Stochastic Weight Averaging (SWA) and its Implementation in PyTorch Lightning
Table of Content
Introduction to SWA
SWA, short for "Stochastic Weight Averaging," is a popular technique in deep learning used to enhance model generalization.
The core idea is this: Instead of using the final model weights directly, SWA averages the weights from several earlier training stages.
SWA can be applied in various deep learning fields and is compatible with different optimizers, making it versatile enough to work alongside other training techniques.
SWA Formula
Let's denote our model parameters as :$\theta=\{w_0, w_1, w_2, \cdots, w_n\}$, where $n$ represents the total number of parameters.
During training, we save a copy of model parameters at the end of each epoch. Let's $\theta_t$ represents the model parameters at epoch $t$.
The final parameters are calculated as:
$$ \begin{aligned} \bar{\theta} = \frac{1}{T} \sum^T_{t=1}\theta_t \end{aligned} $$
where $T$ indicates the total number of saved model parameter
In essence, the formula means that the final model parameters are an average of the weights from all checkpoints.
Considerations:
- Typically, model parameters are only saved at the end of each epoch.
- You don't need to save model parameters every epoch. Usually, checkpoints start only once the model begins to converge well.
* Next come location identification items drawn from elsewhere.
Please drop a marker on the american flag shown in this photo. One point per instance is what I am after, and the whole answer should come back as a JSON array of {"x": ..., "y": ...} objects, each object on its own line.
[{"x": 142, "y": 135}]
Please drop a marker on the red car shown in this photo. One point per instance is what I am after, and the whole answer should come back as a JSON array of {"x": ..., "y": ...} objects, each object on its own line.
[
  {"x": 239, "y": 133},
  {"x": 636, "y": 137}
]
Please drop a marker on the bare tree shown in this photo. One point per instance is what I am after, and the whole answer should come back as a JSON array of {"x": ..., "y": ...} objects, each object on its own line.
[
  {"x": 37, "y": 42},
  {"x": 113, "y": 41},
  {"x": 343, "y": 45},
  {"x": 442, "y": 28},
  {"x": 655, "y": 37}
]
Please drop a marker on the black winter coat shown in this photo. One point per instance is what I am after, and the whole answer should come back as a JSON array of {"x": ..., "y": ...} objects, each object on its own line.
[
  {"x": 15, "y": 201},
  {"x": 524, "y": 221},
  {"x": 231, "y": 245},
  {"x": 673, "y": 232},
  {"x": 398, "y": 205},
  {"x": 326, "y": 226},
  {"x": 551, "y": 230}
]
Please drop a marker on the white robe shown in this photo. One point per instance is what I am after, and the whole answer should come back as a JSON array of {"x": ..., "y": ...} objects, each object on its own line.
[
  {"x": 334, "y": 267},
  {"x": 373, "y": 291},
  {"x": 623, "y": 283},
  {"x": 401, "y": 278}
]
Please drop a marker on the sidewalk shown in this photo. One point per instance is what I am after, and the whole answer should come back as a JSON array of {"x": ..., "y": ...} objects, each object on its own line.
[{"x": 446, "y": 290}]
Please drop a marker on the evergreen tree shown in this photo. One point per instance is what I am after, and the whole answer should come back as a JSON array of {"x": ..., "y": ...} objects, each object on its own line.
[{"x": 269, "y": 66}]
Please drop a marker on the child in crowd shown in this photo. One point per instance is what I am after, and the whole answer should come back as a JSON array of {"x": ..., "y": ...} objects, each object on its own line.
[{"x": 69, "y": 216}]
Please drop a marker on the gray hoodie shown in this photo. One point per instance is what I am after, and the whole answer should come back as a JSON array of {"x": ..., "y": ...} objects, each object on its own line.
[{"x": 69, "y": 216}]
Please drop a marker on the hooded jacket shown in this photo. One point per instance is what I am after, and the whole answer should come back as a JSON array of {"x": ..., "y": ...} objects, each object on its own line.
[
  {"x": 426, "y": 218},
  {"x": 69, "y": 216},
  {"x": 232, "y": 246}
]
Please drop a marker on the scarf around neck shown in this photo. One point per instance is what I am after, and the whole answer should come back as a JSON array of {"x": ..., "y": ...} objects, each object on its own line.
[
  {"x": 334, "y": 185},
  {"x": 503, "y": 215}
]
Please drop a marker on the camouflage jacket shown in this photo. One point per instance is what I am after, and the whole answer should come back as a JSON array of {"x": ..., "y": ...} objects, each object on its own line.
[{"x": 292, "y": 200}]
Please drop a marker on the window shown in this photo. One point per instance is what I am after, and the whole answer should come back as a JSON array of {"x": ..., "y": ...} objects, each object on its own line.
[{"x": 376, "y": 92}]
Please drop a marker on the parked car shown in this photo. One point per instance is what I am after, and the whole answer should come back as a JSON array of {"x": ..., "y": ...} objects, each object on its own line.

Common SWA Hyperparameters
When using SWA, there are usually a few key hyperparamters to set:
- SWA Start:Specifies from which epoch to start saving model checkpoints. Saving checkpoints too early, before the model has started converging, could reduce performance.
- SWA Learning Rate:The learing rate used during SWA. For instance, if SWA starts at epoch 20, the SWA Learning Rate will be applied from epoch 20 onward, replacing the previous learning rate.
Source Code Analysis of SWA in PyTorch Lightning
This section explores the implementation of Stochastic Weight Averaging (SWA) in PyTorch Lightning to provide a clearer understanding of SWA.
Before examining the code, let's clarify a few key concepts used in PyTorch Lightning’s SWA implementation:
- Average Model(
self._average_model
):PyTorch Lightning stores the averaged model in this variable. pl_module
:This variable represents the current model.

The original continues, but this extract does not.